That was the question my elementary school teacher asked the class a half-century ago.
“What day is this?”
I’m sure a dozen kids immediately answered, “Halloween!” Which may not have been as a big a deal then as it is now, but was big enough — and eagerly anticipated by children like the second- and third-graders in our class.
Our teacher was Mrs. Bolton. I remember her as impossibly old. She was, perhaps, 45. Maybe 50? When you are 7 or 8, it’s hard to tell, with these ancient fogies.
Actually, I’m sure we did not all shout “Halloween!” because as serious students in a serious class at a private school, none of us spoke without raising our hand and being called on. But I am certain a dozen hands shot up in the air. Back in a time when kids were competitive about showing off their knowledge.
Mrs. Bolton picked one out, and the child said, “Halloween!”
And then came the twist. “Yes,” she said, “but what else is today?”
Which threw us. What is it beyond Halloween?
Someone probably raised their hand, was called on and said, “October 31st!”
Mr. Bolton said, “Yes, but what else is today?”

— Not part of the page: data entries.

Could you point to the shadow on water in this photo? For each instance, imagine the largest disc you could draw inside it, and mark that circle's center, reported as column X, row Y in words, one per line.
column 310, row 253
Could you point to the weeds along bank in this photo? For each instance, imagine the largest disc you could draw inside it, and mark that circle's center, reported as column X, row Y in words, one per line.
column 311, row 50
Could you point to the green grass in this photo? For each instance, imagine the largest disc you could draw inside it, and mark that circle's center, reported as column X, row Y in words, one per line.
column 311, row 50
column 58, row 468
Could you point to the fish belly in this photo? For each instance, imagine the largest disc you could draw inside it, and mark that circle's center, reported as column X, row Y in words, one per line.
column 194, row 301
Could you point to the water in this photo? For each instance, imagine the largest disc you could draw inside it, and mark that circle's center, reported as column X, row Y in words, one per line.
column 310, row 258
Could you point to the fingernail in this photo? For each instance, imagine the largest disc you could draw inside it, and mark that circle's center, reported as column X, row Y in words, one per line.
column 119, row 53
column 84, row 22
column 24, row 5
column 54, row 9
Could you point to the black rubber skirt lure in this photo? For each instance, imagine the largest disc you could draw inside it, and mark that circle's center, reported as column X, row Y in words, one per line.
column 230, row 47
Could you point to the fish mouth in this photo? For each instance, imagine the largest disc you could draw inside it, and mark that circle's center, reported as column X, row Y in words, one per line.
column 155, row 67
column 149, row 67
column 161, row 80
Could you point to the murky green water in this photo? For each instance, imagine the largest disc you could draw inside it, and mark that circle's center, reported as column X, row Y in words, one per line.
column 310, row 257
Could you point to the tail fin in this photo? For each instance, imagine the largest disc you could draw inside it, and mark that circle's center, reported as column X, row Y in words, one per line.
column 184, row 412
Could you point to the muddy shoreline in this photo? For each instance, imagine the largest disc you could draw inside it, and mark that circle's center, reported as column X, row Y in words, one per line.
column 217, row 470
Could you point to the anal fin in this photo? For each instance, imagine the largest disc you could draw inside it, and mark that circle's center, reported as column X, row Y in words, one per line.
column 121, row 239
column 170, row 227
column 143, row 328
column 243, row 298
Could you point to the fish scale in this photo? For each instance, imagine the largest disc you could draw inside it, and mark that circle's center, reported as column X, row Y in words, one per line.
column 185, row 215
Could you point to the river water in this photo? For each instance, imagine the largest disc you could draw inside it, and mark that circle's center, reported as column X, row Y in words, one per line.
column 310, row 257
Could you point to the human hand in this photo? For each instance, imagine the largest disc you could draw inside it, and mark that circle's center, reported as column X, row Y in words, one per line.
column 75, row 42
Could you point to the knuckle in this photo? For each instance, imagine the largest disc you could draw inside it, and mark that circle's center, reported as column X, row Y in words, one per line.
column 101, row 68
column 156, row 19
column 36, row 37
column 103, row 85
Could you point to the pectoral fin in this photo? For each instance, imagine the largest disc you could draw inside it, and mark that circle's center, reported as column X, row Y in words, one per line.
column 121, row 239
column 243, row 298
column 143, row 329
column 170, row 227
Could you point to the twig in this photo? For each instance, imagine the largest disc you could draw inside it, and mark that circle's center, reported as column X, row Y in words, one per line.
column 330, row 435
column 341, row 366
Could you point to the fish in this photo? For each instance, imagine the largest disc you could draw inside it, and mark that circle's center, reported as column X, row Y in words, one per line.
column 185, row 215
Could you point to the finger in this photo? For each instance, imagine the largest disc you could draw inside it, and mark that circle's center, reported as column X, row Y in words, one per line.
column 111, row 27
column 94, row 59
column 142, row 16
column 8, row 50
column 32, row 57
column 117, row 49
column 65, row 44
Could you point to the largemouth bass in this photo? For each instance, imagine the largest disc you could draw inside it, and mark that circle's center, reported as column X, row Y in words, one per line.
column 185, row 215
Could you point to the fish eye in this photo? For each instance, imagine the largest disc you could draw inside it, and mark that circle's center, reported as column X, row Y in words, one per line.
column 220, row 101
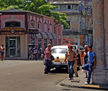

By then, I figured it was some sort of riddle. I searched my mind. Someone, perhaps me, raised their hand and tentatively said, “Friday?” (Or whatever day Oct. 31 fell on, way back when.) The certainty was fading from us.
“Yes, but what else?”
And, eventually, the class fell silent. And Mrs. Bolton clearly was disappointed in us.
Today, she finally said, is Reformation Day.
Now, that normally would be a trick answer, and an obscure one, in most parts of the world.
But Mrs. Bolton taught second and third grade at First Lutheran School in Long Beach, California, and we all were students there and the parents of most of us were members of First Lutheran Church.
And she felt we ought to know that October 31 was/is Reformation Day.
Mrs. Bolton was a pill. (Years later, my mother would say, “Oh, yes, Mrs. Bolton … she hated little boys.” Which was like a light bulb going on in my head, years later, once my mother had said it. “Yeah! She did hate boys!”) But Mrs. Bolton was probably right about Reformation Day. Some 25, 30 kids at a Lutheran school, at least one of them ought to know.
“October 31 is Reformation Day.”
I have never forgotten that incident. And I remember every single year when October 31 rolls around. I even used it on my own children. “What day is today?” One of my daughters already has sent me a “Happy Reformation Day” e-mail.
Reformation Day, and the Reformation that followed it, are significant events, in Western history. It marked the beginning of a major break inside the Roman Catholic world, the movement toward what would the Lutheran church, which them morphed into various strands of Protestantism. Reformation Day led to wars and revolutions and, depending on your historian, to concepts like the nation state and demands for freedoms of thought and worship …
On Reformation Day, Martin Luther is said to have nailed 95 theses — a list of observations, most of them more of a scholarly than politcal bent –Â on the Castle Church door in the German city of Wittenberg. (I have been there; spectacularly underwhelming; the German government ought to spiff up the whole place and try to bring in tourists.)
Luther’s idea was that a big crowd would be at church the next day for All Saints Day (November 1), a significant Roman Catholic holiday back then, and the people in the congregation who could read Latin could read the theses. Luther was anticipating the crowd.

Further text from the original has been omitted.